Covid-19 e a necessidade, agora mesmo, de uma renda básica universal, por Daniel Raventós e Julie Wark

Isso não é caridade, auxílio ou uma segunda melhor solução temporária à espera de dias melhores. É um direito humano, o direito do qual todos os outros direitos dependem: o direito à existência material.

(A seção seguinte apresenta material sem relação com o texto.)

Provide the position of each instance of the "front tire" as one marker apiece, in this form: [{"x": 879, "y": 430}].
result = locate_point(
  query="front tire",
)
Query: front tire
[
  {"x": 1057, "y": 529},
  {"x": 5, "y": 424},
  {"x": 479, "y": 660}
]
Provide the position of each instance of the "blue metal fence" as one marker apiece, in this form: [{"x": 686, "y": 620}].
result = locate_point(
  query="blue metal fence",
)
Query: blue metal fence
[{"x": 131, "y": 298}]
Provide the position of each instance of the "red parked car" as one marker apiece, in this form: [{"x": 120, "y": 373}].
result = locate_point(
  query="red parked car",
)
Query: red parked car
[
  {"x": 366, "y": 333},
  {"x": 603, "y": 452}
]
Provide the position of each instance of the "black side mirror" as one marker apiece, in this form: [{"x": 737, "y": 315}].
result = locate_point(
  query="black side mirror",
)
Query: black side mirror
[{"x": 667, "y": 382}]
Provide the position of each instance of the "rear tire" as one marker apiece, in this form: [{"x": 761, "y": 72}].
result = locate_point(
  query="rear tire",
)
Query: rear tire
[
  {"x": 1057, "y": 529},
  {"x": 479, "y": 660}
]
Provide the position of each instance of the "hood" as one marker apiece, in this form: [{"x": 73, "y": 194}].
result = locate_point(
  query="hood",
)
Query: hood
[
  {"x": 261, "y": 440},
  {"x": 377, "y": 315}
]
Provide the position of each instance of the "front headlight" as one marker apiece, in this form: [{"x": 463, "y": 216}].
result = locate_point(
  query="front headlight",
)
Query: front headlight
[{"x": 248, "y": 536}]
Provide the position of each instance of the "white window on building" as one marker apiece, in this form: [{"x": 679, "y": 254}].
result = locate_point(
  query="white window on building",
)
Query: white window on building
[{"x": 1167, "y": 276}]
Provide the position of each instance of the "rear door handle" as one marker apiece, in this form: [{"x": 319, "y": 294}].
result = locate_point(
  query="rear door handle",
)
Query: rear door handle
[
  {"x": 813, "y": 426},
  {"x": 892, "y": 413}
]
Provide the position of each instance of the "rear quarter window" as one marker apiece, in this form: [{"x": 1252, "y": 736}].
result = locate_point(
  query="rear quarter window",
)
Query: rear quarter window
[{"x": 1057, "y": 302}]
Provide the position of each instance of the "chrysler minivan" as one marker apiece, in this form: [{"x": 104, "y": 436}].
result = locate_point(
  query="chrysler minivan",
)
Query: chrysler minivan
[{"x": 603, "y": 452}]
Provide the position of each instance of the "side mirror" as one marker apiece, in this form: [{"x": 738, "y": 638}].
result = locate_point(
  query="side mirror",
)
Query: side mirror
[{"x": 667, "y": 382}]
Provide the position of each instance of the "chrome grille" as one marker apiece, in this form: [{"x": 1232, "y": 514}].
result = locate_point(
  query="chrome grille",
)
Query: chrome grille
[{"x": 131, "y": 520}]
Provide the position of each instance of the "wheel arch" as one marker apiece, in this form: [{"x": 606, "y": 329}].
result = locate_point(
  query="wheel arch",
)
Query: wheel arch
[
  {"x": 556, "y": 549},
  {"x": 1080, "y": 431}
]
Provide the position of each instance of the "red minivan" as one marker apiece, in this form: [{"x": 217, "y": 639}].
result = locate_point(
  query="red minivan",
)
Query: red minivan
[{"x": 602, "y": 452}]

© Generation Grundeinkommen – CC BY 2.0

Enviado por Alfeu

do CounterPunch

Covid-19 e a necessidade, agora mesmo, de uma renda básica universal, por Daniel Raventós e Julie Wark

Além da ameaça médica que revela uma brutal divisão de classe na assistência médica, a pandemia do coronavírus está criando um caos social e econômico nas populações dos excluídos. Se alguma vez a necessidade de uma renda básica universal foi evidente, o momento é agora. Mas os governos, tentando salvar o sistema neoliberal e aproveitando ao máximo o desastre para lançar as bases de uma nova rodada do capitalismo de desastre (link), não irão considerar isso. Para dar alguns exemplos dessa especulação catastrófica, o empresário laissez-faire por excelência, Sir Richard Branson, quer um resgate do governo de 7,5 bilhões de libras esterlinas para sua companhia aérea, e Trump propôs um pacote de estímulo de US$ 700 bilhões no qual as indústrias serão “estimuladas” às custas da Previdência Social e, mais uma vez, os pobres. Tanta coisa para o mercado livre.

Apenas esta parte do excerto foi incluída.